Hodler graduated from Miami University (Ohio) with a bachelors in sociology and American religious movements, later earning his masters in sociology at the University of Greensboro and Ph.D. in critical cultural studies of sports at the University of Iowa.
“I looked at the media representations of Michael Phelps and how his position in the 21st century, during the Olympics and all that stuff kind of helped to make him famous,” Holder said. “What does that culturally mean for us to be celebrating someone of his success, but also of his nationality, gender, race?”
Since starting at URI as the first tenure track hire for sports media and communication in 2019, the program has grown in staff, students and majors. What was once 39 majors in the program has grown to nearly 250 majors. The growing student interest has allowed for sports media to stand as its own department separate from journalism and communications, allowing for a wider range of staff, specialty courses and the overall curriculum.
“I think we’re popular because sports are popular, right? It’s a multi-billion dollar industry,” Holder said. “Sports are so integral to people’s society and lived experiences that connect so much to their identity…it’s obvious that they would want to explore this when they’re on college campus.”
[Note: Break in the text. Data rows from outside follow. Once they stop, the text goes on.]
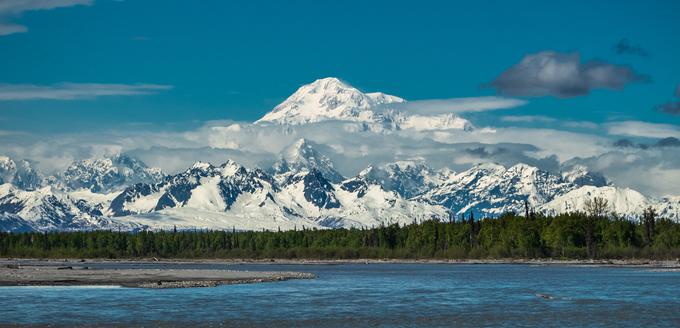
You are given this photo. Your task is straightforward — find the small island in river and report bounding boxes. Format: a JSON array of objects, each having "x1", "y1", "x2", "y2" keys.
[{"x1": 0, "y1": 261, "x2": 316, "y2": 288}]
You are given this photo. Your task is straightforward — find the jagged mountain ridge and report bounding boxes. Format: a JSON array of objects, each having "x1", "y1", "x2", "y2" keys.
[
  {"x1": 0, "y1": 156, "x2": 45, "y2": 190},
  {"x1": 0, "y1": 140, "x2": 680, "y2": 231},
  {"x1": 54, "y1": 154, "x2": 163, "y2": 193}
]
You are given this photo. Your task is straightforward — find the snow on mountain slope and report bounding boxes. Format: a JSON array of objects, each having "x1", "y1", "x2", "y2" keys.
[
  {"x1": 357, "y1": 160, "x2": 454, "y2": 198},
  {"x1": 255, "y1": 77, "x2": 472, "y2": 130},
  {"x1": 416, "y1": 163, "x2": 576, "y2": 217},
  {"x1": 0, "y1": 156, "x2": 45, "y2": 190},
  {"x1": 0, "y1": 184, "x2": 125, "y2": 231},
  {"x1": 275, "y1": 170, "x2": 449, "y2": 228},
  {"x1": 538, "y1": 186, "x2": 659, "y2": 216},
  {"x1": 106, "y1": 157, "x2": 448, "y2": 230},
  {"x1": 116, "y1": 207, "x2": 325, "y2": 231},
  {"x1": 562, "y1": 165, "x2": 611, "y2": 187},
  {"x1": 255, "y1": 77, "x2": 404, "y2": 125},
  {"x1": 271, "y1": 139, "x2": 344, "y2": 183},
  {"x1": 56, "y1": 154, "x2": 163, "y2": 193}
]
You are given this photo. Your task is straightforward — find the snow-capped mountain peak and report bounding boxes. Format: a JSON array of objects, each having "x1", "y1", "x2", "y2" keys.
[
  {"x1": 56, "y1": 154, "x2": 163, "y2": 193},
  {"x1": 272, "y1": 139, "x2": 344, "y2": 183},
  {"x1": 255, "y1": 77, "x2": 404, "y2": 125},
  {"x1": 0, "y1": 156, "x2": 45, "y2": 190}
]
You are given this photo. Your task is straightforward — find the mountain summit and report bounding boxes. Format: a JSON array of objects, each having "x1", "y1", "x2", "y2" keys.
[
  {"x1": 255, "y1": 77, "x2": 404, "y2": 125},
  {"x1": 255, "y1": 77, "x2": 472, "y2": 130}
]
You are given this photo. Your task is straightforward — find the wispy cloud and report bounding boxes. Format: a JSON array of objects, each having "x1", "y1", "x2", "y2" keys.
[
  {"x1": 490, "y1": 51, "x2": 648, "y2": 98},
  {"x1": 0, "y1": 83, "x2": 172, "y2": 101},
  {"x1": 612, "y1": 38, "x2": 649, "y2": 57},
  {"x1": 501, "y1": 115, "x2": 556, "y2": 123},
  {"x1": 389, "y1": 97, "x2": 527, "y2": 115},
  {"x1": 657, "y1": 84, "x2": 680, "y2": 115},
  {"x1": 605, "y1": 121, "x2": 680, "y2": 138},
  {"x1": 0, "y1": 0, "x2": 92, "y2": 36}
]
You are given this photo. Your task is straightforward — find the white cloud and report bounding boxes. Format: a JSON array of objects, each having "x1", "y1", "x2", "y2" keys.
[
  {"x1": 605, "y1": 121, "x2": 680, "y2": 138},
  {"x1": 0, "y1": 83, "x2": 172, "y2": 101},
  {"x1": 501, "y1": 115, "x2": 556, "y2": 123},
  {"x1": 0, "y1": 0, "x2": 92, "y2": 36},
  {"x1": 389, "y1": 97, "x2": 527, "y2": 115},
  {"x1": 491, "y1": 51, "x2": 648, "y2": 98}
]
Due to the growth of sports media programs across schools, many students enter the program with pre-developed skills on sports media production. As a cultural critic, Hodler’s job is to give his students an understanding of the meaning of sports, and building on writing and storytelling skills. One of Hodler’s favorite parts of the job is helping students learn about the many ways sport, identities, and culture intersect, interact, and interrelate so they will be able to tell interesting and important stories in their own sport media creations and production.
“[They] all are really well trained in how to write, how to research, and those things,” Hodler said. “And then I feel like my goal is to point towards the meaning of sports and help students think more broadly, more contextually.”
Recently tenured, Hodler plans to take a sabbatical for the upcoming school year to publish a book project on cultural politics at Barstool Sports. After teaching courses on the subject, he plans to take writings and presentations from the course to formulate how capitalism, betting, gender, race, and 21st century media as a whole are all understood through the culture of Barstool Sports.
Hodler’s research focuses on how meanings of race, gender, nationalism, and social class are constructed, produced, and/or remembered through sport and sport media. His academic work has been published in the Journal of Sport and Social Issues, Sociology of Sport Journal, Sport History Review, Communication and Sport, as well as The Conversation, Tropics of Meta, SwimSwam, and the Sport in American History blog. He is currently the editor for the “Film, Media, and Museums Reviews” section of the Journal of Sport History.